Kayman Mangan / The Samohi

YES

For as long as I can remember, I have believed in God. It wasn’t, I think, as many people would assume, that I was raised in a hyper-religious family. Yes, I was raised around lots of tradition, but my parents at best could be described as a little more than agnostic. So when trying to write this, I was really struggling to pinpoint where my inherent belief in a higher power came from. And begrudgingly, I think the reason is something I can only convey by speaking more candidly about my life. 

I never wanted a younger sibling. Up until my teenage years, I had made it out in my head that I would forever hold the mantle as the baby of the family. And it wasn’t just that. I had what I can best describe as a “Peter Pan Complex”; I actually was terrified of growing up. At 12 years old, I was already looking back nostalgically on pictures of myself in elementary school.  

Then, came the biggest shock I never would’ve expected: I was having a little brother. While I did give my blessing for my bonus-mom (my step-mom) and my dad to have another kid, I don’t think the magnitude of the decision hit me until my bonus-mom was in labor. At that moment, my whole idealized world broke. I vividly remember sitting in the room with my friends, furiously explaining how unhappy I was. 

And then Rhev was born. This idea that I vehemently hated for the entirety of my life was actually a person. It seems like an oversimplification but my sense of self, of the world, of everything, completely changed. I started to mature as a person, to take on more responsibility, to push my boundaries and to open myself to new perspectives. It was so indicative of an idea I had been exposed to my entire life – a blessing in disguise. 

As aforementioned, I was raised in a traditional household. No, ideas of divinity and fate weren’t pushed on me. But the constant idea (enforced by the fact that nearly every Jewish holiday is the celebration of a survival of a tragedy) that everything in life could be taken with a positive attitude, as a “gift from God”, is something that I was readily exposed to. 

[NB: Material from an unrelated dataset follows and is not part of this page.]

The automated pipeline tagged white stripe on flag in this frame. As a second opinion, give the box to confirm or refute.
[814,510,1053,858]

Yet, I don’t think it ever really clicked with me like this. My little brother actually was a blessing, that for so long I had seen as antithetical to myself. And I don’t mean a blessing in the sense that he’s someone I’m grateful for. Yes, that is emphatically the case. But I mean a blessing in the sense that there is no doubt in my mind that Rhev is from God. 

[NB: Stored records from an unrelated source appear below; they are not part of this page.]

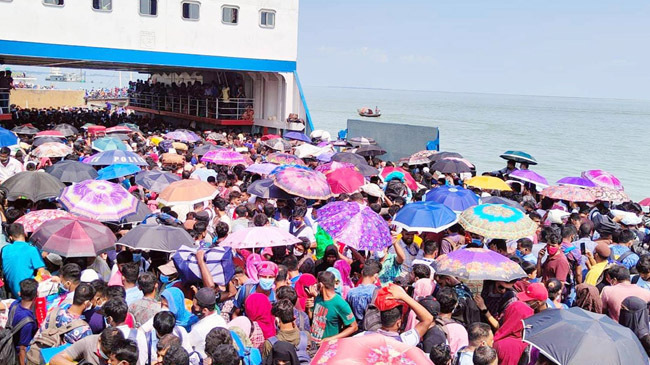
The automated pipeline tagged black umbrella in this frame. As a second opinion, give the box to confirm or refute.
[45,160,97,183]
[117,224,194,252]
[523,307,648,365]
[0,171,65,201]
[246,179,293,199]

At this point, I struggle to articulate myself. I don’t even know if it's possible to explain the amount of love I have for my little brother. It is plainly above words. Watching him learn how to express himself and play and develop a personality has been the best gift I could ever ask for. Part of the childhood I left behind when I stopped being “the baby of the family” I now experience through getting to be a role model to him. He is in so many ways the source of my joy. 

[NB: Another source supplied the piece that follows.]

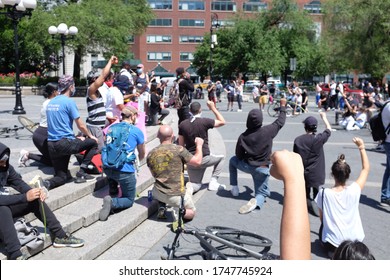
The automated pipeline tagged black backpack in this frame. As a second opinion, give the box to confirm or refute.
[369,101,390,141]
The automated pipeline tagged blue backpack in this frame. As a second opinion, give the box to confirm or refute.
[102,122,136,170]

So many people look at the world and see the very real horror that is apparent around us. I fully understand the inability to see the constantly ever present oppression and death and evil and find it difficult to just wave it away. But for me, it is impossible to see how strongly we love, how deep the connections between us are, the significance behind our experiences and not see a higher meaning to it all. I really can’t just simplify the beauty in this world to oxytocin and statistical anomaly. It’s more than that. 

Every night before my brother goes to bed, he has a little bedtime routine. For everyone else, the first thing he does is say, “Goodnight I love you” and gives hugs and kisses. Except for me. He without fail immediately walks up to me and says, “Shema”. The Shema is the core Jewish prayer which means literally in English, “to listen”. While I’m not going to translate it in full, I’ll say the first line of the prayer that I say to Rhev every night. 

“You will love the Lord your God with all your heart and all your soul.” 

And Rhev, once you get old enough to read this, I hope these words actually are true for you. Because everytime I see you I can’t help but feel this way. I believe in God because I see God in you.